Cole worked the gag free with shaking hands, the sodden cloth peeling away from cracked, bleeding lips.
Abel gasped, a ragged, choking sob that seemed to tear from the depths of his soul, his body wracked with hysterical tremors that rattled his teeth.
“Stop him!” he shrieked, his voice raw and shredded, spittle flying from his mouth. “Don't let Angel close! Stop him!”

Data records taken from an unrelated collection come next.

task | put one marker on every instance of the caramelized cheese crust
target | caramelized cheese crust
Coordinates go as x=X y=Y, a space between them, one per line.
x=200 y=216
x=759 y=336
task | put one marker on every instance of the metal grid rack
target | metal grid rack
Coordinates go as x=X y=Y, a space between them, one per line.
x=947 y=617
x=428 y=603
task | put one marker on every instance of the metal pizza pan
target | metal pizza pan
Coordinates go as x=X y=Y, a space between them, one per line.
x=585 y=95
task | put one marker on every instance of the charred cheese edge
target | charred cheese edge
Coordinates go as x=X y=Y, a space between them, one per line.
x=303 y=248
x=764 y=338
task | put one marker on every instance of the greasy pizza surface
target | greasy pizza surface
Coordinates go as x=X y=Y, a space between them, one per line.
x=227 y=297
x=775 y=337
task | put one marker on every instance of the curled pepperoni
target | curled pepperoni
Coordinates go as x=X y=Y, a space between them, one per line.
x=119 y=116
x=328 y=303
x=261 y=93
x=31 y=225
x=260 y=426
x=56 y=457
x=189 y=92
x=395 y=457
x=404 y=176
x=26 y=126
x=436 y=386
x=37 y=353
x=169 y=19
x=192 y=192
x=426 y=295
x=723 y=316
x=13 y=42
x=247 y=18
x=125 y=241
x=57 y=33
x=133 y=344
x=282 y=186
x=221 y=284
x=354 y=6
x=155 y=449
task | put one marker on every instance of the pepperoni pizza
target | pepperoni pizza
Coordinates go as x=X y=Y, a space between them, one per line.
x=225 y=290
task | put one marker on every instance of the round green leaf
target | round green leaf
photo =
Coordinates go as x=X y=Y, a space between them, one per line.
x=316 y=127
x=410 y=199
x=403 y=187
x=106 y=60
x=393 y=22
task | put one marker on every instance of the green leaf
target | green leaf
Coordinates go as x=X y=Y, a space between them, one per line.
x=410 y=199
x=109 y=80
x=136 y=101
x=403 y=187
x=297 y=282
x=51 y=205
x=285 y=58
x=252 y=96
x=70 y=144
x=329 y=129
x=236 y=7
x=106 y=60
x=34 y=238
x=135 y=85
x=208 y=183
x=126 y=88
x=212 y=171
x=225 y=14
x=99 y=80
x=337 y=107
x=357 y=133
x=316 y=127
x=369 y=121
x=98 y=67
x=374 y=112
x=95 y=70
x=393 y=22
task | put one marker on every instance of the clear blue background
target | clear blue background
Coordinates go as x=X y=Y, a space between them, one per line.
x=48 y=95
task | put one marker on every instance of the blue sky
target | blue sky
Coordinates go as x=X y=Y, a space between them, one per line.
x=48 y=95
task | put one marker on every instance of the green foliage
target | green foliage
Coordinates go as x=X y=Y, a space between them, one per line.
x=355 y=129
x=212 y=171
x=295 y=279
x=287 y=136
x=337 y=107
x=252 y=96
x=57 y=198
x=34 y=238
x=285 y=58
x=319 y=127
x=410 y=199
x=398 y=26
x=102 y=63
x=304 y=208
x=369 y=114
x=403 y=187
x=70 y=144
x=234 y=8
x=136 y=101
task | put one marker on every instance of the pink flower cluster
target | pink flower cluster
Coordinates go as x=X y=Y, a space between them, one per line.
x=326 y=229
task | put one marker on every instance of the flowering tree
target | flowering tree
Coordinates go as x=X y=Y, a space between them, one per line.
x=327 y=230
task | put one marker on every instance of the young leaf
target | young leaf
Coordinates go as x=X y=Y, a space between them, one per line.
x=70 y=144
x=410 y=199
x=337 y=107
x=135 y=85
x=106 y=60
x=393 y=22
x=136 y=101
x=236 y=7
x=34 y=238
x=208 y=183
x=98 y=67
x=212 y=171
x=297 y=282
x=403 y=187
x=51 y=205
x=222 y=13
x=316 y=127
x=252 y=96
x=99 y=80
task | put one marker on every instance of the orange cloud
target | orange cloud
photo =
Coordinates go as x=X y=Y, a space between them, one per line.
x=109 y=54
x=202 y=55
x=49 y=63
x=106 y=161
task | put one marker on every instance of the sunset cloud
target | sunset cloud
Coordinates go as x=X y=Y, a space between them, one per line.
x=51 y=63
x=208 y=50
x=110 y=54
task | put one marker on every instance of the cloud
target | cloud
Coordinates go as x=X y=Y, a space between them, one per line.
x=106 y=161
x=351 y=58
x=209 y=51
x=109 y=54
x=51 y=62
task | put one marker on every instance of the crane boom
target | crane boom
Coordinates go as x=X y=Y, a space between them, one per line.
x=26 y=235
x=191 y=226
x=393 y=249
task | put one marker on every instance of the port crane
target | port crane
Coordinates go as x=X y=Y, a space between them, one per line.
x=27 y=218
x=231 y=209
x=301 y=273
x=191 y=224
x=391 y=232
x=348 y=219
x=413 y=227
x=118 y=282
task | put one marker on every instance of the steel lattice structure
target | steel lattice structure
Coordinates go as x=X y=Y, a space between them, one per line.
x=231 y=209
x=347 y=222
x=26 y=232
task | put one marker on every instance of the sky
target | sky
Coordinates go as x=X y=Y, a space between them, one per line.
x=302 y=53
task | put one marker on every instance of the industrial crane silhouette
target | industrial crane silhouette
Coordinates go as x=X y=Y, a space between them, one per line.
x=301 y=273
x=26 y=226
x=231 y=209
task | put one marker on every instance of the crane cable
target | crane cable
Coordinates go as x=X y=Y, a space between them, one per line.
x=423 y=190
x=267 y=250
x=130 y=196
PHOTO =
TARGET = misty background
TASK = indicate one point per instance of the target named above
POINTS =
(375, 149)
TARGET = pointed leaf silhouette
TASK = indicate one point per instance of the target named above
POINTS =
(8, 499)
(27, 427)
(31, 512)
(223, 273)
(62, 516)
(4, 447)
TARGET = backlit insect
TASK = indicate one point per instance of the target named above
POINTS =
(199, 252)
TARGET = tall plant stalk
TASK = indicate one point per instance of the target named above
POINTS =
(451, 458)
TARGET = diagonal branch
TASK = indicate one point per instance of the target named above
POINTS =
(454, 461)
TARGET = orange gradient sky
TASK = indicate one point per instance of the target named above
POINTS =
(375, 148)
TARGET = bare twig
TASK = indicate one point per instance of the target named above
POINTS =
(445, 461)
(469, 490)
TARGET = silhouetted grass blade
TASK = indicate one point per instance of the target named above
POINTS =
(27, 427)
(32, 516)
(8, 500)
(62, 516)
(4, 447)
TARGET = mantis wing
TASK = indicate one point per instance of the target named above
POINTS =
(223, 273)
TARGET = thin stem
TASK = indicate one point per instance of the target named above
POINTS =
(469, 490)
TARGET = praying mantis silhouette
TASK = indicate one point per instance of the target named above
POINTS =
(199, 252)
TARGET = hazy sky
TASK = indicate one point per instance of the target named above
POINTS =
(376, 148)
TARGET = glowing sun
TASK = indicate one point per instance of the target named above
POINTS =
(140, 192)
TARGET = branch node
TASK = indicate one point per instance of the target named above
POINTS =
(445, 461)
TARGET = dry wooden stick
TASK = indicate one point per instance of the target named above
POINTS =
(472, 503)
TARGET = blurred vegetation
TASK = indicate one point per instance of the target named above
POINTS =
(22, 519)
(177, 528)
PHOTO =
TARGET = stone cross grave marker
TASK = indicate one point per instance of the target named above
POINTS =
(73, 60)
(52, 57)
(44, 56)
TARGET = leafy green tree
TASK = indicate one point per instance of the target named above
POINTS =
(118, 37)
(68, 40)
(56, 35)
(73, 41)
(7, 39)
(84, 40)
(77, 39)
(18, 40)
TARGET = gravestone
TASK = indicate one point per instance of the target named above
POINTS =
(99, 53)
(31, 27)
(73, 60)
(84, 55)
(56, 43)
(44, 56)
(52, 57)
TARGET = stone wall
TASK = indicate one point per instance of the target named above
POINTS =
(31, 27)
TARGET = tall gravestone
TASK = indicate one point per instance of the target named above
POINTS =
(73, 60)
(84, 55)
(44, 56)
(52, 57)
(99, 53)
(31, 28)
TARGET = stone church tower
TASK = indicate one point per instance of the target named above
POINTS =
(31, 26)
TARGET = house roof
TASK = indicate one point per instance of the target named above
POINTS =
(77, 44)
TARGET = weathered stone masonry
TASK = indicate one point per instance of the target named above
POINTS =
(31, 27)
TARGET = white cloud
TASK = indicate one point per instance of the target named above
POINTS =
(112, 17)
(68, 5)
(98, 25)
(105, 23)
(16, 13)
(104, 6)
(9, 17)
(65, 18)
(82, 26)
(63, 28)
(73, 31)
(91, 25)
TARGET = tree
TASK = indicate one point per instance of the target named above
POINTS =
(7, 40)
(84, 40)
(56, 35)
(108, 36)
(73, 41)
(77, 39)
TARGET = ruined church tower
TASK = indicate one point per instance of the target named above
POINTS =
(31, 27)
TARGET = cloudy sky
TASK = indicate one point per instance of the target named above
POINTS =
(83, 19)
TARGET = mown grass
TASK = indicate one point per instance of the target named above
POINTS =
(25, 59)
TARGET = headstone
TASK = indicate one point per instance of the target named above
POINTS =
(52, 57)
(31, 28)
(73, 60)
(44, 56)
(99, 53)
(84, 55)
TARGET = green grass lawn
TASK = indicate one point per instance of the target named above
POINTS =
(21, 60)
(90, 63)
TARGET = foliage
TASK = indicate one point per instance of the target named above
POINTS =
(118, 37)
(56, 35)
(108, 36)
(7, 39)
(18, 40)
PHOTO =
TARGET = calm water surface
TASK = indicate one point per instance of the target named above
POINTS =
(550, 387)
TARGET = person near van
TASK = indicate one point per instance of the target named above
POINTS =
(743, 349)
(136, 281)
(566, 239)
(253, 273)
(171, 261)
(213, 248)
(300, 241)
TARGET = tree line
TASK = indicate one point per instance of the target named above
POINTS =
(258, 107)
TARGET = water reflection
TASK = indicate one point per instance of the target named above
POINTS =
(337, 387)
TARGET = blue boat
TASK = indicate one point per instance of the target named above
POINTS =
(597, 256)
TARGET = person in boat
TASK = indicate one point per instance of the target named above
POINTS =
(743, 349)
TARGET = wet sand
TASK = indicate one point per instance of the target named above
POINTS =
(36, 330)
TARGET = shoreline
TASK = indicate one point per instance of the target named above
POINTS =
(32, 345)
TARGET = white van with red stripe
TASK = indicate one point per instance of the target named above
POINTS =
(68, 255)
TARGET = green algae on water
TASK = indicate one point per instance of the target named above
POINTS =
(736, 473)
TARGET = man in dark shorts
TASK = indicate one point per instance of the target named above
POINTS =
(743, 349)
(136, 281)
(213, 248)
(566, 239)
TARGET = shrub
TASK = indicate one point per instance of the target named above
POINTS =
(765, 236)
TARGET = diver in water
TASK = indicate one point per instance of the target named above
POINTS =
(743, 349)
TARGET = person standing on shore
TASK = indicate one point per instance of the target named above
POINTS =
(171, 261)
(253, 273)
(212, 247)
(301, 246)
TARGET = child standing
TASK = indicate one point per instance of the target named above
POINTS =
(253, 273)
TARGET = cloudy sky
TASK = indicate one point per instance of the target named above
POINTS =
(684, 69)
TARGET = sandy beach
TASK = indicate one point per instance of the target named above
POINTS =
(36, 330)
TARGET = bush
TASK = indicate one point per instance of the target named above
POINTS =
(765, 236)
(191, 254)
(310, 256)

“What—” Cole's question died as something warm and sticky splattered his cheek with a sick wet sound.
His lungs seized. Time fractured as his gaze dragged upward through the darkness, each millimeter an eternity of dread.
The scream that erupted from him wasn't human—it shredded his throat raw as he crashed backward, spine slamming against frozen earth hard enough to knock the wind from his lungs. The image above burned into his retinas like acid, his body convulsing as if electrocuted. Blood roared in his ears as he scrambled up, legs nearly buckling, lunging toward the others with the desperate strength of pure terror. He collided with Angel, fingers digging into flesh as he wrenched him around, crushing the younger man against his chest with such force their ribs seemed to fuse. “No-No-No— don’t look!”
“Let me go!” Angel's shriek pierced the night, his body twisting with inhuman strength, fingernails ripping through Cole's shirt and into his skin. Blood welled as Angel clawed for freedom. “Where is Maddy?! Maddy! MADDEEE!!”
Dane stood paralyzed, jaw slack, pupils blown wide as his brain struggled to process the nightmare materializing before him.
Angel exploded from Cole's grip with the feral strength of a trapped animal, lunging forward.
Dane's body reacted before his mind could—he tackled Angel mid-stride, arms locking around him like steel cables, crushing him against his chest hard enough to crack ribs.